Bullying Still a Major Problem in Schools

Even after the new standards set in place by governments to combat bullying in schools, it remains a national problem for children. Bullying and abuse in school forces many parents to homeschool their kids, says Michael Donnelly, attorney for the Homeschool Legal Defense Association, on an episode of “Reform School”. He spoke of a teacher who supposedly grabbed a kindergartener’s face. Mary C. Tillotson for Human Events quotes him as saying:

“Frankly, that’s a reason that a lot of parents don’t want their kids in school and are looking for choices, and why a lot of parents homeschool their kids, because of bullying,” he said. “Usually it’s bullying from other kids, but there’s plenty of bullying that happens with teachers, too, and special needs kids.”

Donnelly said that he knows teaching is a “tough job” and that he did not want to be thought of as criticizing teachers in general.

In 2011, almost 28% of school children ages 12-18 said they were bullied at school throughout the school year. Almost 18%  of those students also said that they were poked fun at or insulted, writes Michael D. Clark for The Enquirer.

A further 18% of students said that they were the topic of rumors, 5% claimed that they were threatened with harm and 3% stated that other students tried to force them do things they did not want to do, reports Clark.

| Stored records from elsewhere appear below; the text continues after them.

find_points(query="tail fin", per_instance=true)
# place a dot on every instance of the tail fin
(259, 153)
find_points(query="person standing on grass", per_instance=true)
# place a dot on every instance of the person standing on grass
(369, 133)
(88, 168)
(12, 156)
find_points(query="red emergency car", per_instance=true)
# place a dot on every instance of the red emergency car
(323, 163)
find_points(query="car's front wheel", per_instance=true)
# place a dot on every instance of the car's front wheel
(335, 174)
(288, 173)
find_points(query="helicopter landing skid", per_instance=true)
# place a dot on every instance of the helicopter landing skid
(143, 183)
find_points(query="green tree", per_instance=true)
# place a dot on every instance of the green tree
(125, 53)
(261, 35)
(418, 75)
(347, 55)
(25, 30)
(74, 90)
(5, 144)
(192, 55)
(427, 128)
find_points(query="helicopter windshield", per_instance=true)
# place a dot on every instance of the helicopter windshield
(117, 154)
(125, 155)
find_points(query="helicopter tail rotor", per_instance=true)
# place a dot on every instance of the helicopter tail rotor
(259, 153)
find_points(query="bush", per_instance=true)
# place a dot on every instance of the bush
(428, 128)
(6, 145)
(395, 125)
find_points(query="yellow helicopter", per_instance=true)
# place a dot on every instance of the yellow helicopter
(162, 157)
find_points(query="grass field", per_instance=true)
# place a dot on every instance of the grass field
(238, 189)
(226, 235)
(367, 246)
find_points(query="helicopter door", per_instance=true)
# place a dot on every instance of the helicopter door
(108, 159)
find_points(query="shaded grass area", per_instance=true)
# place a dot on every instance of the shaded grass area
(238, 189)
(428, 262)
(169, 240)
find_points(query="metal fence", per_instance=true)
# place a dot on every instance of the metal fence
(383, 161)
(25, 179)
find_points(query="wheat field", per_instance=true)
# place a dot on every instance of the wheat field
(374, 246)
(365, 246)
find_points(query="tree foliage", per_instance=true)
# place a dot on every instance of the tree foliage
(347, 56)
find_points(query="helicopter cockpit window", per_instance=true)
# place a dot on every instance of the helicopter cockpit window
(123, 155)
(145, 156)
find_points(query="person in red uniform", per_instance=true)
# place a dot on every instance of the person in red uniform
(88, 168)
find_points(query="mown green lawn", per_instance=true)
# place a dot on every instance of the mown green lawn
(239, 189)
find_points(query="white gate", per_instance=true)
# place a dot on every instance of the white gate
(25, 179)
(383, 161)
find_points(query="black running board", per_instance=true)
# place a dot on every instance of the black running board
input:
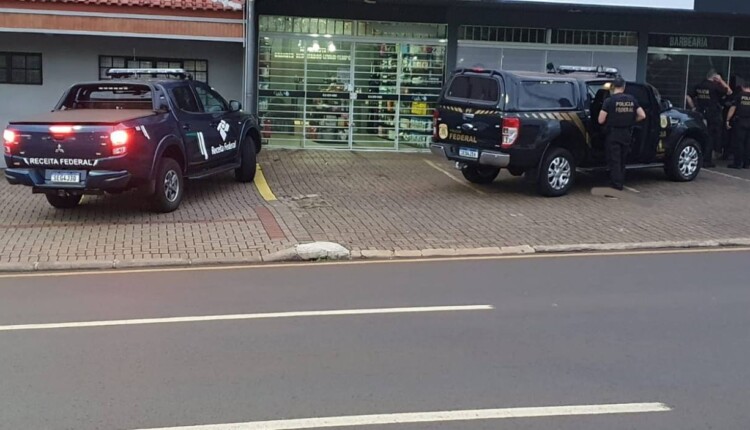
(628, 167)
(214, 171)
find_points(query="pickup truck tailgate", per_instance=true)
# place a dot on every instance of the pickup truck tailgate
(63, 142)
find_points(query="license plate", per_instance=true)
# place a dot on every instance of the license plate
(65, 177)
(468, 153)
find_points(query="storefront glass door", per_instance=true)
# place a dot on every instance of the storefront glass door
(328, 86)
(323, 92)
(376, 71)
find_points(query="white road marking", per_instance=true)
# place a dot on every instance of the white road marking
(207, 318)
(448, 174)
(726, 175)
(434, 417)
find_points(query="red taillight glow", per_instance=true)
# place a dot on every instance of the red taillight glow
(435, 118)
(10, 136)
(511, 130)
(119, 140)
(61, 129)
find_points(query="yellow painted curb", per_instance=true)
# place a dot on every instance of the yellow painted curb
(262, 185)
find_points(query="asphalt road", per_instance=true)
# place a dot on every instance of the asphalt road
(671, 329)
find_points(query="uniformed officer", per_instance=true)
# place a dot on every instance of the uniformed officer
(706, 97)
(738, 119)
(619, 115)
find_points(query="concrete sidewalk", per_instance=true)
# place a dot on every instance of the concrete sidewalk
(366, 202)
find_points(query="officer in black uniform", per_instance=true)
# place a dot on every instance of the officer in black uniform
(619, 115)
(706, 97)
(738, 119)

Around 6% of pupils said that they were purposefully being discouraged from participating in activities, 3% claimed that their personal items were stolen or broken by other students intentionally, and 8% reported that they were pushed, shoved, tripped or spit on. About 21% of those students said they were hurt because of the incident.

Almost 9% of children said that they had been cyber-bullied. Of those, 4% said that a fellow student had put hurtful messages on the Internet and 4% claimed that they were sent hurtful text messages, reports Clark.

As a way to combat this bullying, parents may first encourage their kids to try and stand up for themselves and asking the bully to desist, says Kelly Wallace for CNN. The next stage, if that doesn’t work, would be moving up through the chain of command, starting with the adult that was nearby where the supposed bullying took happened. Examples include a teacher if the bullying happened in the classroom or a bus driver if it took place on a bus, and then going to the principal and the school district.

Unfortunately, several parents insist that schools are condoning bullying behaviors by telling kids things like “It wasn’t that big of a deal” or “You’re overreacting” or “Your kid needs to learn how to deal with it.”

Parents should document what takes place, what staff were in the vicinity and what they, if did anything, what the effect on their child was in terms of emotional harm, how the bully may be interfering with their child’s education and recreational activities and what the school has done about it, said Nancy Willard, director of the group Embrace Civility in the Digital Age, that works on fighting cyber bullying.